So wie der Bettlerkönig Peachum in der Dreigroschenoper mit dem Gangsterboss Macheath um die Vorherrschaft über den Londoner Untergrund kämpft, so tut es Brecht selbst hier in diesem Film mit der Filmproduktion, die sein Werk verfilmen will. Was im Stück ein Kampf unter Ganoven ist, wird hier zum Zweikampf zwischen Kunst und Kommerz. „Diese Filmproduzenten müssen erst bankrott gehen, bevor sie begreifen, dass Film auch Kunst sein kann.“ Mit solchen Sprüchen heizt Brecht der Filmindustrie mächtig ein. Er hat gar nicht vor, das Theaterstück eins zu eins auf die Leinwand zu bringen. Im Gegenteil, er will es weiter entwickeln, gesellschaftskritischer machen, denn die Welt hat sich verändert, die große Wirtschaftskrise, Massenarbeitslosigkeit und der aufkommenden Nationalsozialismus brennen ihm unter den Nägeln.
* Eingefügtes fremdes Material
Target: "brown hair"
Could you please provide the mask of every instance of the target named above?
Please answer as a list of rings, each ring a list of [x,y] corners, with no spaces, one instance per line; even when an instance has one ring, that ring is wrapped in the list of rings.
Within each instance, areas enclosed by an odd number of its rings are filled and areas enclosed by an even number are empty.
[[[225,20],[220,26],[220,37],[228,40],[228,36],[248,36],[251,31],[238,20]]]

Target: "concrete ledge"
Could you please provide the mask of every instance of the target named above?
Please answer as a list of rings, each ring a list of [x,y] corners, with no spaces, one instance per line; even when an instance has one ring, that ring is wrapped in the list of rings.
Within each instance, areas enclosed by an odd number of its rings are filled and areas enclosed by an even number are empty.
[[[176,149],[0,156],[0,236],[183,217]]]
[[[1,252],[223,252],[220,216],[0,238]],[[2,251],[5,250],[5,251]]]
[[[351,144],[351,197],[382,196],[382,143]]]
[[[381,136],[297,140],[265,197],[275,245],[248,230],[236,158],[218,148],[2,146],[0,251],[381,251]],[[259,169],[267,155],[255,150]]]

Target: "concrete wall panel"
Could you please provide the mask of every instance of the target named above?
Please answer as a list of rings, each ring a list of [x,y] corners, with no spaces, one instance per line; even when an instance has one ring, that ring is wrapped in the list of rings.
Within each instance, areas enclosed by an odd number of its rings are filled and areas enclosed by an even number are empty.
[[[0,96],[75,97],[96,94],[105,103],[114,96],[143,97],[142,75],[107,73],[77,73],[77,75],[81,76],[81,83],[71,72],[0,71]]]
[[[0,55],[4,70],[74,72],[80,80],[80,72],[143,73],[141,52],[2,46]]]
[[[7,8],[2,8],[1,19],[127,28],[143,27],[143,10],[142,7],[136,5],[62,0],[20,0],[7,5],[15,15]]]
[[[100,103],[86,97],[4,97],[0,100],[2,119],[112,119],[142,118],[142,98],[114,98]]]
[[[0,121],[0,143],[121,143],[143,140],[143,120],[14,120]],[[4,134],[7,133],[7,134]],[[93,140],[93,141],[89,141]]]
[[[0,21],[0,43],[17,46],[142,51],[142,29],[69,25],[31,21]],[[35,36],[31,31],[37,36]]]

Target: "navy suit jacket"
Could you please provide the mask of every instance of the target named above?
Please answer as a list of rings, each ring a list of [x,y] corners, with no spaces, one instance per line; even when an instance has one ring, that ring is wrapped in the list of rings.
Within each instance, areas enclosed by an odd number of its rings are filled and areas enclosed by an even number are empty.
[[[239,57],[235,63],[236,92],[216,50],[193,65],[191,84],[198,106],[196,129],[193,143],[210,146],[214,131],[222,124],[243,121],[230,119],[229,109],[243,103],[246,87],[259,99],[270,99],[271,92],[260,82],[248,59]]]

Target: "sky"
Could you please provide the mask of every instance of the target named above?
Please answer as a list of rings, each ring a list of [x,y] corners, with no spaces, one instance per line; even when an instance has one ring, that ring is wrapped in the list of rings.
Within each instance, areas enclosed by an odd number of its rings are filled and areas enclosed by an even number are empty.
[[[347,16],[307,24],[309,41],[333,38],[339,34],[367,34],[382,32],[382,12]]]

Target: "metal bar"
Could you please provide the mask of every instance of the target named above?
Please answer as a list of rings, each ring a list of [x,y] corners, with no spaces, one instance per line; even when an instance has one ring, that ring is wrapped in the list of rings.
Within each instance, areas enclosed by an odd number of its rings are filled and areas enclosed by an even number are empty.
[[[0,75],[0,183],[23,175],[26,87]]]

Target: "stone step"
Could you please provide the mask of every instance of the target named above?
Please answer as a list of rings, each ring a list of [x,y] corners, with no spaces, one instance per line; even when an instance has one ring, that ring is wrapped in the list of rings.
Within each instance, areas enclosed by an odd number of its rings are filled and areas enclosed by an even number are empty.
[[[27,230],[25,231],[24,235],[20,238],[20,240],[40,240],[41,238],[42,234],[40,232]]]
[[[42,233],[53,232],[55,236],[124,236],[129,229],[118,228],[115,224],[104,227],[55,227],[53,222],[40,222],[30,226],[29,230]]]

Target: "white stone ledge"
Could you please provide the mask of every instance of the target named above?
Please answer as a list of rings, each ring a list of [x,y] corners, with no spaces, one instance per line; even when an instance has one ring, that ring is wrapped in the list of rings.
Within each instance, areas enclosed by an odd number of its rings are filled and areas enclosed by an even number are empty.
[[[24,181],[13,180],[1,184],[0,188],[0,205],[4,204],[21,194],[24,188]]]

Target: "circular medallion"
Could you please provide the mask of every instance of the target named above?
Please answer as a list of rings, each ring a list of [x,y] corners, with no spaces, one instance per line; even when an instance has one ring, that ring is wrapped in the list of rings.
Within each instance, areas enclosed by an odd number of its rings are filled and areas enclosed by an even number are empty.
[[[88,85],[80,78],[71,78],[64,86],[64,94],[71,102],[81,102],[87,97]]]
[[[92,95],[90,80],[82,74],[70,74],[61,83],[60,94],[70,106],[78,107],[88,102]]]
Er stellt sich eine weiterführende Version vor: radikaler, politischer und provokanter. Doch das ist gar nicht im Sinne des Produzenten Seymour Nebenzahl, der bereits 800.000 Mark investiert hat und einfach nur an den großen Erfolg der Oper anschließen will. Brecht stellt die Arbeit am Drehbuch ein, Seymour lässt ein neues schreiben und beauftragt G.W. Pabst mit der Regie. Doch Brecht hatte sich die Rechte an seinem Stück sichern lassen und zieht vor Gericht, ein Tag später klagt auch Kurt Weill seine Musikrechte ein.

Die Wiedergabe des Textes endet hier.